Background
Machine learning (ML) models can be used to predict future frailty in the community setting. However, outcome variables for epidemiologic datasets such as frailty usually have an imbalance between categories, i.e., there are far fewer individuals classified as frail than as non-frail, adversely affecting the performance of ML models when predicting the syndrome.
Methods
A retrospective cohort study with participants (50 years or older) from the English Longitudinal Study of Ageing who were non-frail at baseline (2008-2009) and reassessed for the frailty phenotype at four-year follow-up (2012-2013). Social, clinical, and psychosocial baseline predictors were selected to predict frailty at follow-up in ML models (Logistic Regression, Random Forest (RF), Support Vector Machine, Neural Network, K-nearest neighbour, and Naive Bayes classifier).
Results
Of all the 4378 non-frail participants at baseline, 347 became frail at follow-up.
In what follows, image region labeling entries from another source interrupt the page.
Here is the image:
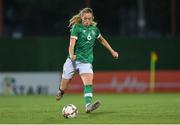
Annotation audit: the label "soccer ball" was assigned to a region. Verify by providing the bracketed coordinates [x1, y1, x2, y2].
[62, 104, 78, 118]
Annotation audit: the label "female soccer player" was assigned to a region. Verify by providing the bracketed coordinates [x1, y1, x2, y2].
[56, 8, 118, 113]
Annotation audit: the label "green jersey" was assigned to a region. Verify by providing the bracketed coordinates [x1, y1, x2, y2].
[71, 24, 101, 63]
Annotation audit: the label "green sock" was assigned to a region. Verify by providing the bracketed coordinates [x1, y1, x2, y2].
[84, 85, 93, 106]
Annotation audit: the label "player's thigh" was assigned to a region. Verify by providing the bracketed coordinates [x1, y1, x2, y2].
[62, 58, 75, 81]
[77, 63, 93, 85]
[80, 73, 93, 85]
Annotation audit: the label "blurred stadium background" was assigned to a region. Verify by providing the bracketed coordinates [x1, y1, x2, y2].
[0, 0, 180, 123]
[0, 0, 180, 95]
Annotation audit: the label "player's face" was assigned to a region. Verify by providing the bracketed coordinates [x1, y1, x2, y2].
[81, 13, 93, 26]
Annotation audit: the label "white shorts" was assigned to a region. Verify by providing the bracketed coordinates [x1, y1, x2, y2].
[62, 58, 93, 79]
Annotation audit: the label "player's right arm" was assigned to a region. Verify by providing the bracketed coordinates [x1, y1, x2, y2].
[69, 25, 79, 61]
[69, 37, 76, 61]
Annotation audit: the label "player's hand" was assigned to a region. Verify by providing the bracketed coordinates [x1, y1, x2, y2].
[111, 51, 119, 59]
[70, 55, 76, 61]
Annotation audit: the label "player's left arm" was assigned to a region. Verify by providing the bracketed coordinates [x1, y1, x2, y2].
[98, 36, 119, 59]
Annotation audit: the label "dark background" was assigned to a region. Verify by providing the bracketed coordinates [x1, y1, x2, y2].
[3, 0, 180, 37]
[0, 0, 180, 71]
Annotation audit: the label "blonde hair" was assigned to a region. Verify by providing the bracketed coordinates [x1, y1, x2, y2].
[69, 8, 97, 27]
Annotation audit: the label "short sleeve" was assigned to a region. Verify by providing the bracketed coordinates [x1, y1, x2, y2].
[96, 28, 101, 39]
[70, 25, 78, 39]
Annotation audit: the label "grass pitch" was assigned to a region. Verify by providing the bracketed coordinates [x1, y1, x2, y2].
[0, 94, 180, 124]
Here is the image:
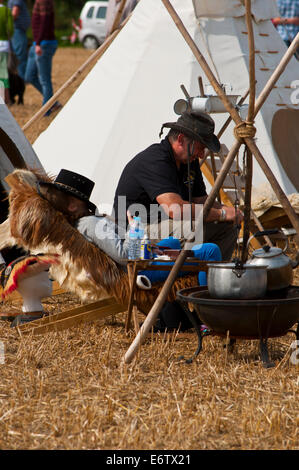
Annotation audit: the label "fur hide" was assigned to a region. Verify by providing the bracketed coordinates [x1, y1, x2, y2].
[0, 170, 197, 313]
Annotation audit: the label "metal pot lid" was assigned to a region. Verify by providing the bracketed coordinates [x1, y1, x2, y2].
[252, 246, 283, 258]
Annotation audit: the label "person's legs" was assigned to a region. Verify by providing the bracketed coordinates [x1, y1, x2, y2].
[25, 45, 43, 94]
[139, 237, 222, 286]
[36, 41, 57, 105]
[192, 243, 222, 286]
[147, 219, 238, 261]
[11, 29, 28, 80]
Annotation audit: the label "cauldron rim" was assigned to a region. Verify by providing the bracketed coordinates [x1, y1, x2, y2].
[177, 286, 299, 307]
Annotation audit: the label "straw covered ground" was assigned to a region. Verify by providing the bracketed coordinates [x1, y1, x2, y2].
[0, 49, 299, 450]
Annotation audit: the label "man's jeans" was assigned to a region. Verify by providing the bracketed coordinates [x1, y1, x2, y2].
[11, 29, 28, 80]
[25, 41, 57, 105]
[139, 237, 222, 286]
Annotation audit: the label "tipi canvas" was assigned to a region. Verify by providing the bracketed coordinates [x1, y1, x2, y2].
[34, 0, 299, 212]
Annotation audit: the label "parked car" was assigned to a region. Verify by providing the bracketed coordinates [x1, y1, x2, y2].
[78, 1, 108, 49]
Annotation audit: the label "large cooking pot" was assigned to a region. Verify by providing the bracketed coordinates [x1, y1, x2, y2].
[208, 262, 267, 299]
[248, 229, 298, 291]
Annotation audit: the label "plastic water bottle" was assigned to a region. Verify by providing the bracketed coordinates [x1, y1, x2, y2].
[128, 217, 144, 260]
[140, 233, 153, 259]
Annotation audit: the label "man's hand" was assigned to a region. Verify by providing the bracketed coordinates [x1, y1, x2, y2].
[222, 206, 244, 224]
[35, 45, 43, 57]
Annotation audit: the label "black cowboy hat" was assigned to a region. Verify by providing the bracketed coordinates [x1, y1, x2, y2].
[40, 169, 96, 213]
[160, 112, 220, 152]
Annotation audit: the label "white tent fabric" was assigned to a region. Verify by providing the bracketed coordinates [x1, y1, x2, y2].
[34, 0, 299, 212]
[0, 98, 42, 190]
[193, 0, 279, 22]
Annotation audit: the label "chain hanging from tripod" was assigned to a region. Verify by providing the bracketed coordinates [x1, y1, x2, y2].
[241, 145, 252, 263]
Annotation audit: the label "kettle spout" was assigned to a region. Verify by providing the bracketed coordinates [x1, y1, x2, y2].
[291, 251, 299, 269]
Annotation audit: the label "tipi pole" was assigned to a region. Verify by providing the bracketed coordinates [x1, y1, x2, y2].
[162, 0, 299, 241]
[242, 0, 256, 263]
[109, 0, 127, 34]
[22, 15, 131, 132]
[123, 0, 299, 363]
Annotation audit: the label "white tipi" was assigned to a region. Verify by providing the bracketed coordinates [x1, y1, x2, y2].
[34, 0, 299, 211]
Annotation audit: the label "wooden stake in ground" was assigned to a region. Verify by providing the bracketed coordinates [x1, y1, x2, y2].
[123, 0, 299, 363]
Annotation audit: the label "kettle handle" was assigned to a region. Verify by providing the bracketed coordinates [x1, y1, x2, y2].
[247, 228, 290, 253]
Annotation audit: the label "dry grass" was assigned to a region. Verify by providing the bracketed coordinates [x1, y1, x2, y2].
[0, 49, 299, 450]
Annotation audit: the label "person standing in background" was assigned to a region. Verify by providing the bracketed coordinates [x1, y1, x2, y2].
[272, 0, 299, 60]
[25, 0, 61, 116]
[0, 0, 13, 104]
[7, 0, 30, 80]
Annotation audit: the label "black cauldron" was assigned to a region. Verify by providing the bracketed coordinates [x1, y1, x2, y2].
[177, 286, 299, 367]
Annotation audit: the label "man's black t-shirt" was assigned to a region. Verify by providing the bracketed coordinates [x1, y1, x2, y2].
[113, 138, 207, 225]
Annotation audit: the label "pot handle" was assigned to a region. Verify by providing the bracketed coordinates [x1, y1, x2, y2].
[291, 251, 299, 269]
[247, 228, 290, 253]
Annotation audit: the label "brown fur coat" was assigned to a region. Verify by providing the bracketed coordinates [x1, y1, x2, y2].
[0, 170, 197, 313]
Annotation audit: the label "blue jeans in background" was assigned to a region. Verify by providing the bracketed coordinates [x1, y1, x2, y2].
[25, 40, 57, 105]
[11, 28, 28, 80]
[139, 237, 222, 286]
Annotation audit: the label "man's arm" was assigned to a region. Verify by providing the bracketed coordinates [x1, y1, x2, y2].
[156, 193, 243, 222]
[11, 5, 21, 20]
[272, 16, 299, 26]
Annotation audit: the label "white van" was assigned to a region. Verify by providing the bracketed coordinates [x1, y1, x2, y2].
[78, 1, 108, 49]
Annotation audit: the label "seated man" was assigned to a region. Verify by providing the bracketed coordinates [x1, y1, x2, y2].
[0, 170, 220, 328]
[40, 169, 221, 284]
[114, 112, 243, 261]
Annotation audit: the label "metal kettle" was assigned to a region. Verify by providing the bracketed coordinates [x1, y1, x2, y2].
[248, 229, 299, 291]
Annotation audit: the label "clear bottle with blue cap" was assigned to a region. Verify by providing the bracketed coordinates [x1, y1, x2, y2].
[128, 216, 144, 260]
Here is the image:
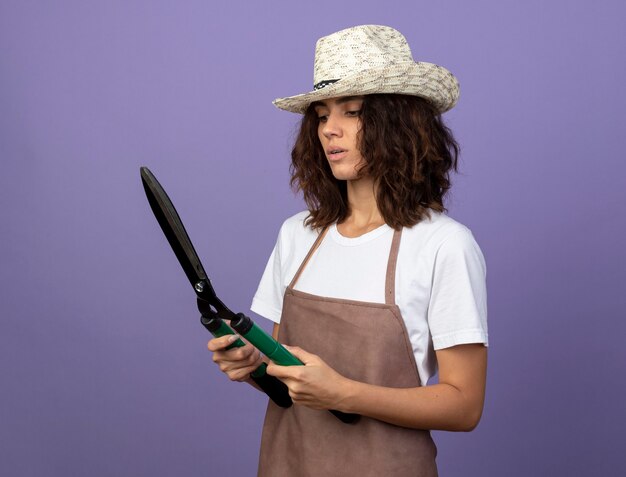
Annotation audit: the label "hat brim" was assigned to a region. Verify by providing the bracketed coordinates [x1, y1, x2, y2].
[273, 62, 459, 114]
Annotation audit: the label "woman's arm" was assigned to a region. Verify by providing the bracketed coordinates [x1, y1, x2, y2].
[268, 344, 487, 431]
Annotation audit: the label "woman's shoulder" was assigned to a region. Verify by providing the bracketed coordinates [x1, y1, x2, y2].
[278, 210, 318, 245]
[403, 210, 474, 250]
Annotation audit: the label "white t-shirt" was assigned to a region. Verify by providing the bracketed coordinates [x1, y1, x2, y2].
[251, 211, 488, 384]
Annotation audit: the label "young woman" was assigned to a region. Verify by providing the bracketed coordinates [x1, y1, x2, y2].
[209, 25, 487, 476]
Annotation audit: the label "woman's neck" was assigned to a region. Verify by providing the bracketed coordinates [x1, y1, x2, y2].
[337, 177, 385, 237]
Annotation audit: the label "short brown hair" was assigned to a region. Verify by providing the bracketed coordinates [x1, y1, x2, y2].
[290, 94, 459, 229]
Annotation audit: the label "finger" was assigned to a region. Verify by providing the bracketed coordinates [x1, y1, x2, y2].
[207, 335, 239, 351]
[213, 345, 261, 368]
[285, 345, 319, 365]
[267, 361, 302, 380]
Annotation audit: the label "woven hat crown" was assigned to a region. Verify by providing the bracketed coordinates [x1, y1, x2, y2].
[313, 25, 413, 89]
[274, 25, 459, 114]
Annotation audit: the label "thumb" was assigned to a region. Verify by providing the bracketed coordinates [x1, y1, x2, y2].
[283, 345, 319, 365]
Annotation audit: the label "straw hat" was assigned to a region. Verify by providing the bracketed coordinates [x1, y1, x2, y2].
[274, 25, 459, 114]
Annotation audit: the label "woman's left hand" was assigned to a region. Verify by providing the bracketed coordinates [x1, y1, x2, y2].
[267, 346, 350, 409]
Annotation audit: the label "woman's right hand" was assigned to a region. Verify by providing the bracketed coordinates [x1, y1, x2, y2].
[208, 335, 263, 382]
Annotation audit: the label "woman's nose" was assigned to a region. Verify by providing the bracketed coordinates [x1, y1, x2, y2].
[322, 114, 342, 138]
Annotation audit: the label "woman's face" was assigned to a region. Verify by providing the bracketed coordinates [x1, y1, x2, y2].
[315, 96, 363, 180]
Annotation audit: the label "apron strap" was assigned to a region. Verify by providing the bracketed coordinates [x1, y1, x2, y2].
[288, 227, 328, 290]
[288, 227, 402, 305]
[385, 229, 402, 305]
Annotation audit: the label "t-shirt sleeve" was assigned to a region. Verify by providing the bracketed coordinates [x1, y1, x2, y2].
[250, 225, 285, 323]
[428, 229, 488, 350]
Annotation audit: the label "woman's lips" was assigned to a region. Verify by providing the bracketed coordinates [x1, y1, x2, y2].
[326, 147, 348, 161]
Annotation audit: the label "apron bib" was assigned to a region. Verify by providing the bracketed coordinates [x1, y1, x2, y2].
[258, 226, 437, 477]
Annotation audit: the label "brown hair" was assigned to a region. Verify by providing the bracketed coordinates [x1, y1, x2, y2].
[290, 94, 459, 229]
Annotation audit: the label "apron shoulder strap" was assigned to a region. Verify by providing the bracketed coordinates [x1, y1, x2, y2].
[287, 227, 328, 290]
[385, 229, 402, 305]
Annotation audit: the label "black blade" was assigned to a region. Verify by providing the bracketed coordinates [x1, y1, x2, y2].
[140, 167, 207, 286]
[140, 167, 235, 320]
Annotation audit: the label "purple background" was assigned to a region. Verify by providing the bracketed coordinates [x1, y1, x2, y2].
[0, 0, 626, 476]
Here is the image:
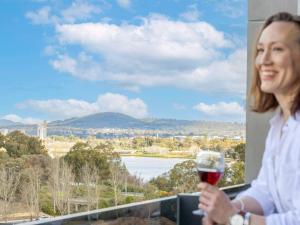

The proposed combined oversampling and undersampling method to adjust imbalanced data improved the performance of the models, and RF had the best performance, with areas under the receiver operating characteristic curve and the precision recall curve of 0.92 and 0.97, respectively, specificity of 0.83, sensitivity of 0.88 and balanced accuracy of 85.5% for balanced data. Age, chair-rise test, household wealth, balance problems, and self-rated health were the most important frailty predictors in most of the models trained with balanced data.
Conclusion
Machine learning proved useful in identifying individuals who became frail over time, and this result was made possible by balancing the dataset. This study highlighted factors that may be useful in the early detection of frailty.